Interdiction de manifester pendant trois ans
Nous avons de moins bonnes nouvelles en matière de justice. Nous avons dû lutter contre une manœuvre inattendue et dangereuse du gouvernement visant à restreindre le droit de manifester. Le gouvernement avait discrètement adopté le projet de loi du ministre de la Justice Vincent Van Quickenborne. Ce projet permettrait aux juges de priver du droit de manifester pendant trois ans toute personne ayant fait usage de violence ou causé des dommages lors d’une manifestation.
Nous sommes parvenus, sur le fil, à empêcher la Commission Justice de la Chambre d’adopter ce projet de loi.
L’aile progressiste du gouvernement est restée de marbre. Elle a tenté de faire amende honorable en prévoyant une exception pour certaines manifestations n’ayant que des objectifs légitimes, telles que les manifestations syndicales ou les marches pour le climat, sauf s’il subsiste un risque de troubles graves à l’ordre public. Ce dernier ajout n’offre guère de garanties non plus. Sur cette base, les syndicats ont décidé qu’il vaut mieux enterrer l’ensemble du projet de loi. Il ne reste plus qu’à attendre de voir ce que le parlement et le gouvernement en feront. (Lire l’article p. 11).
Les tribunaux du travail en difficulté
Le monde judiciaire nous a également informés d’un deuxième tour de force: Vincent Van Quickenborne entend intégrer les tribunaux du travail aux cours d’appel civiles.

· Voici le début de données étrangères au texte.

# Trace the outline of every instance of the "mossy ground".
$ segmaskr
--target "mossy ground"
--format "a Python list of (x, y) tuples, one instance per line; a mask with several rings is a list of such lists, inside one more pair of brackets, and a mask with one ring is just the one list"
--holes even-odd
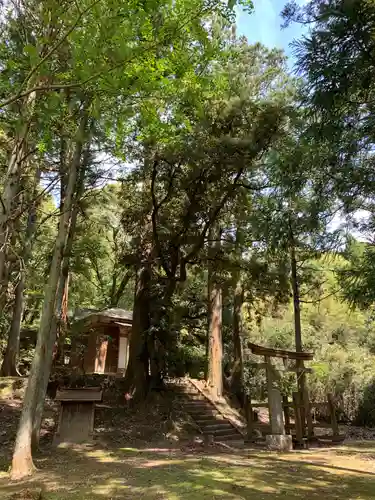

Il s’est targué d’avoir déjà reçu un mandat du gouvernement pour le faire en 2022. Cette approche rappelle un peu une évolution politique similaire en 2008-2009. À l’époque, le gouvernement avait donné son feu vert à la suppression des cours et des tribunaux du travail. Sous la pression conjointe des interlocuteurs sociaux, nous avions alors réussi à faire annuler cette décision.
Cette fois-ci, les choses sont un peu différentes. Il s’est révélé que Vincent Van Quickenborne avait pris ses désirs pour des réalités. Le gouvernement avait simplement pris acte de ses propositions, sans les approuver entièrement. Il était donc plus facile de contrer l’initiative. Notre opposition semble avoir porté ses fruits. Il faut toutefois s’attendre à ce que cette question soit à nouveau soulevée lors de la formation du gouvernement après les élections de 2024.
Réformes structurelles
Le Premier ministre Alexander De Croo souhaiterait engranger une série de réformes structurelles, avant d’aborder ces élections. La réforme fiscale et la réforme des pensions seraient prioritaires.
Le MR, en particulier, essaie de l’associer à d’autres réformes du marché du travail, à savoir la limitation et/ou la réduction des allocations de chômage. En ce qui concerne la réforme fiscale, le gouvernement s’est réuni en conclave le week-end des 17 et 18 juin. Sans grandes avancées, comme nous nous y attendions. S’il en ressort quelque chose, ce sera fin juillet, juste avant que les ministres ne partent en vacances.
Le gouvernement prévoit une prime de pouvoir d’achat d’un montant maximal de 750 euros comme échappatoire à la norme salariale de 0% pour 2023-2024. Nous attendons toujours les lois et arrêtés nécessaires pour mettre en œuvre le cadre d’accords.